Algo traders want to do high-frequency trading in markets they can agitate," says Darryl Hooker, Emerging Market Manager at ICAP Electronic Broking, in the course of a lengthy discussion of the impact of specifically algo trading on commodities markets (in ICAP's experience, gold, silver, platinum, palladium) and vice-versa. "Algo trading drives average ticket size down, but it encourages a far greater number of trades," says Hooker. Interestingly, Hooker adds that there's also a time-zone factor: however deep and liquid a product might look, there's much less take-up via technology in Asia and Japan than in Europe and the US.
That last observation might seem counter-intuitive, given the commodities-market significance of China and India (and more generally, Asia's history of IT innovation), but - leaving aside the variety of other ways in which Hooker's observations are thought-provoking - they serve here to illustrate a wider point. Commodities markets may be opening up to electronic trading, as Robert Brady has already argued, but any illusion of uniformity between different commodity markets and different traders is just that: an illusion. Indeed, while the arguments for trading the mainstream commodities might have a kind of family resemblance to the arguments for trading any other asset class, there are other commodities where the attraction is obscurity, or rarity, or nobody else has thought of it, or the fact that they are traded out of caves in wine-growing regions of France.
David Nahmanovici argues (page 20) for drilling down to the level of individual commodities; perhaps there's also a case for calling a halt to the drilling once you know the trading venues and the main participants in that individual commodity. Find out that information, and you might already have a potentially significant determinant of short-term future price behaviour.
Why? For the (perhaps obvious) reason that a screen-traded market behaves differently from a market dominated by, let's just say for old times' sake, youngsters in colourful jackets shouting at each other, and for the (perhaps less obvious) reason that, for the adventurous investor, there are individual commodity markets at various stages of the transition from jacket-wearers to screens. We may be past the big, headline-grabbing transitions, but they don't account for everything. One suggestion is that those electronic traders looking to expand their trading range into "new" commodities might usefully look out for anomalies thrown up not by the characteristics of the commodity itself, but by the expanding population of the market for that commodity. Commodities are, after all, an asset class in which the supply and innovation of new instruments (wind, wine, fish, et cetera) are matched only by traders' appetite for something new to trade.
And prevailing trading practices can be part of the case to trade. The "algo effect" on a commodity's price behaviour will almost certainly prove significant in one common situation, and almost certainly not apply at all in another. The first is the individual-commodity market in a state of transition, where a critical mass of participants, or the market itself, is "going electronic" or has just gone (the algos now have access), or where newcomers are bringing in their own trading practices. Such a market will often be characterised by the "age" of the commodity itself; people have been trading this stuff since it was brought in on camels from Samarkand. There will tend to be a cash market here, and more importantly, the range of contracts/opportunities offered will be limited by the functionality shortfall.
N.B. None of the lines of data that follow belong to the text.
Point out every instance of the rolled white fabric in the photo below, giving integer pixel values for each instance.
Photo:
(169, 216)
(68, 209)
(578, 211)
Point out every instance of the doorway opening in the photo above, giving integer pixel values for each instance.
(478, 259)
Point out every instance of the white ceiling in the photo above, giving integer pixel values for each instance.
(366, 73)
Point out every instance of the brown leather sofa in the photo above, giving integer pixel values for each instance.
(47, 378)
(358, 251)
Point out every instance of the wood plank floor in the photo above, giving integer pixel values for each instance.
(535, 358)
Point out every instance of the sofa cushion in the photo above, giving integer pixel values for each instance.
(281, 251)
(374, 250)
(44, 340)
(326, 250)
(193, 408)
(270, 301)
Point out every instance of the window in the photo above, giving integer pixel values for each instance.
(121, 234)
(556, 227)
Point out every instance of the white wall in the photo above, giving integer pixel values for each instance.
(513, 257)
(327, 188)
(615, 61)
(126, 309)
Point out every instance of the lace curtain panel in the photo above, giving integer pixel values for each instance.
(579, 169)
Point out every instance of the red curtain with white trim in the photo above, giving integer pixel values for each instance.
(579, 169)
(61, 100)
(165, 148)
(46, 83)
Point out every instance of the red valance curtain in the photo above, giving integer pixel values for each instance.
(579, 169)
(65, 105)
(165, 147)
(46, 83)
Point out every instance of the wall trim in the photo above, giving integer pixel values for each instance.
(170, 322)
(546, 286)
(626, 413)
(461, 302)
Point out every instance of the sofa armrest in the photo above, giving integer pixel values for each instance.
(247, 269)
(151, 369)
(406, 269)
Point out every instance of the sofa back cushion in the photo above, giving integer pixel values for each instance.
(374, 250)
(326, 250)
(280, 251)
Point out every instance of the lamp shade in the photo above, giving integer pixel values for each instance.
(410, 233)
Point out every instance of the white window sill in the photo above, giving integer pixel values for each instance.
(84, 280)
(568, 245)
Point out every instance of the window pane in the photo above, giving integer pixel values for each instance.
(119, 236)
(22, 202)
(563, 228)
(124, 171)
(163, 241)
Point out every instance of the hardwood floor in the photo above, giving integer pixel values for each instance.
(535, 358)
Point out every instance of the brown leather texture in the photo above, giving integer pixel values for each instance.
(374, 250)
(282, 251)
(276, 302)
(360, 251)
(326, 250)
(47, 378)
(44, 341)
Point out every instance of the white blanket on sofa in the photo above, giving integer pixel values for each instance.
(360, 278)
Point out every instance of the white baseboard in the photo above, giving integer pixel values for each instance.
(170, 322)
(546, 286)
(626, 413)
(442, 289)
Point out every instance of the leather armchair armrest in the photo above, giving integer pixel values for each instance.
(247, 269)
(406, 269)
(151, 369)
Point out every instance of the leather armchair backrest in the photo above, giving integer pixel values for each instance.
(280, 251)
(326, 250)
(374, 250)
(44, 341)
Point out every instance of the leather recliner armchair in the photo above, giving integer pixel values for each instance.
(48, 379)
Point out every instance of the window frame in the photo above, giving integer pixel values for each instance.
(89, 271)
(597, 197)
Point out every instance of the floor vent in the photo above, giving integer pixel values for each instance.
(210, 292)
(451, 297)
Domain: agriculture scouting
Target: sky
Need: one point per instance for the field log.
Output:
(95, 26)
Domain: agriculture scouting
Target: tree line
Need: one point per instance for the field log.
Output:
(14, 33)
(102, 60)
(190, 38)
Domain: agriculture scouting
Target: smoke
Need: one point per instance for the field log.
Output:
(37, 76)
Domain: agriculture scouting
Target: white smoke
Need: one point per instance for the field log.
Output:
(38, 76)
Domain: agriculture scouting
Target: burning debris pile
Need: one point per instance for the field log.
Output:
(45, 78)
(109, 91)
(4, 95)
But there will be tension between the old and the new.
The second situation, where an "algo effect" will almost certainly not throw out anomalies, is where a "leapfrog commodity" (the term "mushroom commodity" went quickly out of use for obvious reasons) has come into being in, effectively, contract form only. These are markets without a history, which have "leapfrogged" any evolutionary (legacy) development process in trading practice. You can trade various forms of pollution, for example, and yes, you could argue that there is something like delivery, but nobody's going to be delivering the physical product to your office. You hope.
So what happens to a commodity market when the algos start trading, and what could you do about it? Citing a conspicuous example, Shaun Downey chief technical analyst at CQG says: "When the CBOT went electronic, that made a huge difference. There are a lot of people trading the relationships in the bean complex: soya beans, the spreads; but then also people doing bean oil against soya meal, corn against soya, wheat against corn, all those relationships. Because they're now trading electronically, there's a lot more take-up in that area. You only have to look at the increase in the number of bid:asks. That's the sort of thing that tells you computers are getting involved." Notice that take-up and notice that creativity. Obviously, new liquidity arrives with the algos, but so does a change in the pattern of activity. As Hooker says above, ticket sizes tend to drop, but trading activity increases.
And that has an obvious knock-on effect. Downey says: "When computers get involved, you get an increase in short-term volatility. They all jump in on top of each other, then come back very quickly." But this is short term. The window for that volatility lasts until the market "matures" as an electronic market. Over time, thereafter, pricing becomes more consistent, and we begin to see spread compression. There's less gapping in the market. You've got yourself an established commodity market. Carry on trading, but don't miss the change.